How to describe what the channel does.  Let’s first understand the business relationship.

A manufacturer has a product or a service they would like to sell on the market.  To reach the broadest market there needs to be a large sales force.  One option is to hire lots and lots of sales people, pay them either a draw or a salary and benefits and when they sell, they can make a commission.  Another option is to contract with sales organizations (resellers, VARs, etc) to sell your product and be paid a commission when they close a deal.  In this situation, the investment fro the manufacturer is smaller yet the number of feet on the street selling is greater.  Most organizations have a mix of these two strategies.  There are some sales reps to help drive awareness and sales, but most of the business goes through the channel.

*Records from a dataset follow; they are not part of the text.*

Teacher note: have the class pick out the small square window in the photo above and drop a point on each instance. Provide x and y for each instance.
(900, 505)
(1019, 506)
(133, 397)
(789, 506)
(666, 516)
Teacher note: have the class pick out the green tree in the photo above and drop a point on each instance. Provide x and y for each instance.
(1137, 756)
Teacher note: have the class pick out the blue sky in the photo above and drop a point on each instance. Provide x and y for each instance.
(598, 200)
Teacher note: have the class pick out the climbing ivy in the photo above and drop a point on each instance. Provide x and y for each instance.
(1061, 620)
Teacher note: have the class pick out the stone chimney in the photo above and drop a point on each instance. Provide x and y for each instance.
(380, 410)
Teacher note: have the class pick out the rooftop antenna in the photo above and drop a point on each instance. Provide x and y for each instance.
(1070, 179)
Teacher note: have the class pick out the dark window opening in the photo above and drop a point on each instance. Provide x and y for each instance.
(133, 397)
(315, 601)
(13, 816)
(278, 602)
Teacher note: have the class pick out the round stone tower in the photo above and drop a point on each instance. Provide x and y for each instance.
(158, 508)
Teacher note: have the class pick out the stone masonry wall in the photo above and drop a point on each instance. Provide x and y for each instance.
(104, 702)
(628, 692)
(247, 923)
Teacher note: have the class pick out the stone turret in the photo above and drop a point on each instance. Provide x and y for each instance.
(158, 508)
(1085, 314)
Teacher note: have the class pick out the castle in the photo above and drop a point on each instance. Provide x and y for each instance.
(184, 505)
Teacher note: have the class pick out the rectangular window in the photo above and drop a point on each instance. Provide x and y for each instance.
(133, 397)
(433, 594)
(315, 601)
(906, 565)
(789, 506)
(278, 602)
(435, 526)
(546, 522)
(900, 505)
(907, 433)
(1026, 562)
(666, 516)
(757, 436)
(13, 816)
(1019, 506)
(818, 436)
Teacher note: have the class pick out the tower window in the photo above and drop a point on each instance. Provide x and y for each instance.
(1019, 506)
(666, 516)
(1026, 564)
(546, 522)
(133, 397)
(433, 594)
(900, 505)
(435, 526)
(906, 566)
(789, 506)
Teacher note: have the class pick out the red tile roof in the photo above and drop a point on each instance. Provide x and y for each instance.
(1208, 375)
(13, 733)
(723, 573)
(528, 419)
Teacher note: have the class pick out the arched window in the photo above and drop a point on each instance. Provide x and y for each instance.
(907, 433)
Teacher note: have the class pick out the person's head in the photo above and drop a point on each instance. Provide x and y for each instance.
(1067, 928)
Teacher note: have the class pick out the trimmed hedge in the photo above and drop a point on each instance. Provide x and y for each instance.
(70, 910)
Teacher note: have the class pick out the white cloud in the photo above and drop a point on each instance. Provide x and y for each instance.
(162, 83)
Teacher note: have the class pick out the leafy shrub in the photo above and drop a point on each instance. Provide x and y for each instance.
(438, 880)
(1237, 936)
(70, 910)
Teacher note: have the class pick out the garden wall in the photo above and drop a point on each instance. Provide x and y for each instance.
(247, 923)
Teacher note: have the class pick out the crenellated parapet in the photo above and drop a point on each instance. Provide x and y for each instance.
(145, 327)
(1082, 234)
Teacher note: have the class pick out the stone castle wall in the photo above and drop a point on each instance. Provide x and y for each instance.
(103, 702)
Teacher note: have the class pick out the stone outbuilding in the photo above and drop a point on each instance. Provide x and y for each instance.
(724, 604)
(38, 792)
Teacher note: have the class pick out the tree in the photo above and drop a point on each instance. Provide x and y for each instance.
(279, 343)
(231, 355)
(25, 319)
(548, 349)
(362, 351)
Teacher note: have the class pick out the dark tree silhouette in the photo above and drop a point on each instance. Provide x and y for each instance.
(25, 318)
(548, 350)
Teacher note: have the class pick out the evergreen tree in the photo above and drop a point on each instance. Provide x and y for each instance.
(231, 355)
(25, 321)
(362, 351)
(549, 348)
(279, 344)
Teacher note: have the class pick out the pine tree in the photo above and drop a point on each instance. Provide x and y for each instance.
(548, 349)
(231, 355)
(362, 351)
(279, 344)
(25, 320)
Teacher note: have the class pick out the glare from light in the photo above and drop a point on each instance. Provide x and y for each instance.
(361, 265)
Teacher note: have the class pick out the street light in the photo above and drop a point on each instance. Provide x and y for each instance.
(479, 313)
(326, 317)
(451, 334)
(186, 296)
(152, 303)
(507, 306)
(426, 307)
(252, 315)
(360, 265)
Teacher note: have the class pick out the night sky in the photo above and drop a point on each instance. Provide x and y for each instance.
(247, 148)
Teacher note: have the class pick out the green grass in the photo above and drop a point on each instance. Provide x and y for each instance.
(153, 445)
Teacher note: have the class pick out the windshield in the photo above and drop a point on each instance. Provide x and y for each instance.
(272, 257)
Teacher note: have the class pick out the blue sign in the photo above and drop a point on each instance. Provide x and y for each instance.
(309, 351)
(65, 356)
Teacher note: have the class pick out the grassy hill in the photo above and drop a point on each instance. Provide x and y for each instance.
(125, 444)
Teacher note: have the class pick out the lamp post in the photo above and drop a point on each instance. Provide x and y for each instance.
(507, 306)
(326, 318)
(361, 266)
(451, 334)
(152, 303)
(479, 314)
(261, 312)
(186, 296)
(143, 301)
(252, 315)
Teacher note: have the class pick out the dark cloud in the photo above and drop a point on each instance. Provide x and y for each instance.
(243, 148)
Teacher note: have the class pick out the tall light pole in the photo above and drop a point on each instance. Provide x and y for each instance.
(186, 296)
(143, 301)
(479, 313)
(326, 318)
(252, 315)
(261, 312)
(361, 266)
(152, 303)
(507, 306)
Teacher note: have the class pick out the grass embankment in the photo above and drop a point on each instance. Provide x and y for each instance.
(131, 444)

So what are the expectations of the channel?  It is simple, to make a living.  This means that the channel enterprise is sustained on the “commission” they receive from a closed deal.  In order to close a deal, the channel organization must invest heavily in acquiring clients, establishing credibility with the end users so that they are open to hearing about what products the channel has to sell that address their needs.  The channel organization also needs to invest in systems and people to support the marketing and sales efforts of it people to ensure the end user has a positive experience working with them.  Most channel organizations establish relationships for the long term; they are interested in becoming the supplier of all your needs, not just selling you one product.  The relationship is worth more than any one deal.

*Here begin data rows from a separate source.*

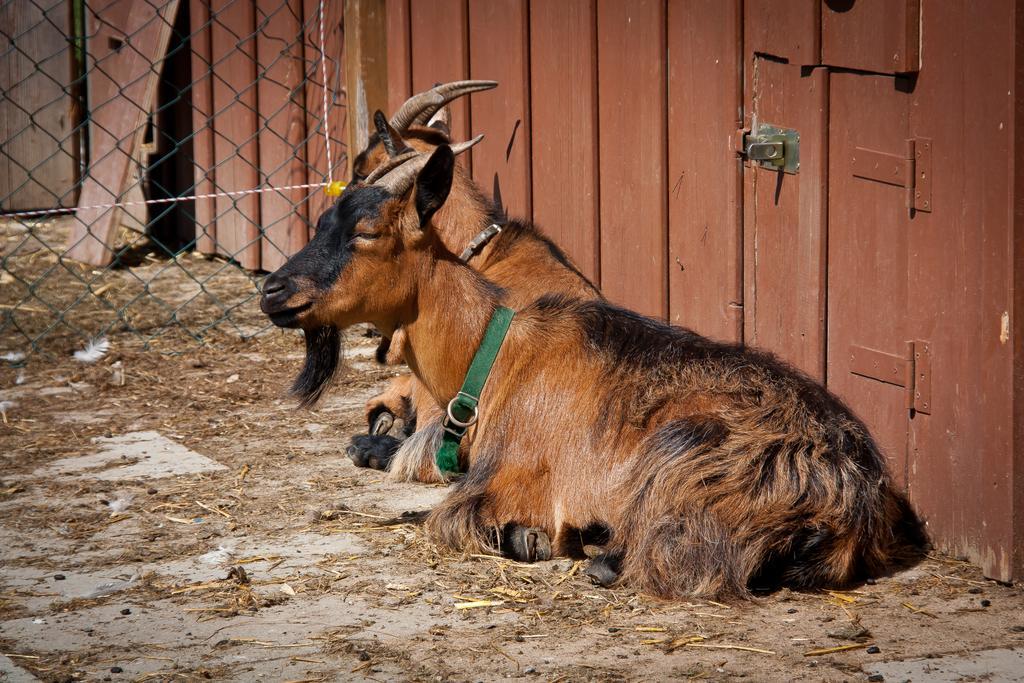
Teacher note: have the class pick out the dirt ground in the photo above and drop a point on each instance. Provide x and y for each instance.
(174, 517)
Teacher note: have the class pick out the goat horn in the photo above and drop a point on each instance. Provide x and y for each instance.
(421, 107)
(441, 116)
(397, 180)
(389, 136)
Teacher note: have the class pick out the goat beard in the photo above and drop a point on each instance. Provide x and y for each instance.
(320, 367)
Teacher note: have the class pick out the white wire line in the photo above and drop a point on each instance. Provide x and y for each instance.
(238, 193)
(168, 200)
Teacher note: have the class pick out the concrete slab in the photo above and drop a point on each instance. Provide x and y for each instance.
(1001, 665)
(11, 673)
(143, 454)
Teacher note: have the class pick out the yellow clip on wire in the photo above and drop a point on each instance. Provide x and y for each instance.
(334, 188)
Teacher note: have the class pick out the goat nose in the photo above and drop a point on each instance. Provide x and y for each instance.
(274, 284)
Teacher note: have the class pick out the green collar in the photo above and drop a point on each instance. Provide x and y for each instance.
(462, 411)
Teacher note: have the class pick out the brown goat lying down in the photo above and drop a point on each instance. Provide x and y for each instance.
(714, 469)
(520, 259)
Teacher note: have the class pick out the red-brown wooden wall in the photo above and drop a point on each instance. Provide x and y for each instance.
(625, 118)
(258, 120)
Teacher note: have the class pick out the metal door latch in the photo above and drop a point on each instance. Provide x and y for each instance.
(772, 147)
(911, 370)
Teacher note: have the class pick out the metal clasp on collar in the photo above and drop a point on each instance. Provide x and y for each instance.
(453, 424)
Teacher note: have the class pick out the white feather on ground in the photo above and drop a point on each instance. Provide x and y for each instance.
(218, 556)
(93, 351)
(120, 504)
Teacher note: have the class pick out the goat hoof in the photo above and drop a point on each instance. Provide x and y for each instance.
(603, 569)
(382, 423)
(529, 545)
(373, 452)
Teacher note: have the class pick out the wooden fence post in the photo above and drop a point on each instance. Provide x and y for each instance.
(366, 69)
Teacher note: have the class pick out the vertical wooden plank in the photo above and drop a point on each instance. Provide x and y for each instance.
(879, 36)
(632, 131)
(366, 67)
(334, 127)
(235, 123)
(399, 70)
(126, 53)
(785, 219)
(966, 470)
(563, 76)
(282, 130)
(202, 99)
(1017, 302)
(1016, 340)
(38, 143)
(440, 52)
(503, 115)
(788, 30)
(705, 172)
(867, 256)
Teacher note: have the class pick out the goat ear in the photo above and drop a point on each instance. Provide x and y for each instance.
(434, 182)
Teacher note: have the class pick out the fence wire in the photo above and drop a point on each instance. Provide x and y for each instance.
(141, 102)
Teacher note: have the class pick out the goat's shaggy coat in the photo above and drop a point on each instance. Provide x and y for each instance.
(520, 259)
(715, 469)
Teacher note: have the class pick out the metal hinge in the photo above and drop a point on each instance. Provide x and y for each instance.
(911, 170)
(912, 371)
(771, 147)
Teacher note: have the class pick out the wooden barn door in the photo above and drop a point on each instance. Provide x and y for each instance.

So what does this mean to the manufacturer?  It means that the channel organization is both your client and your employee.  If you don’t pay your employee, with no guarantee for future compensation, the employee won’t stay.  If you mistreat the channel over one deal, you are mistreating a client who has more to offer than just that deal.  Just as the channel is in it for the long term with the end user, so should the manufacturers be in the relationship with their channel for the long term.  Always ask yourself, what is important to the client and what will make them buy.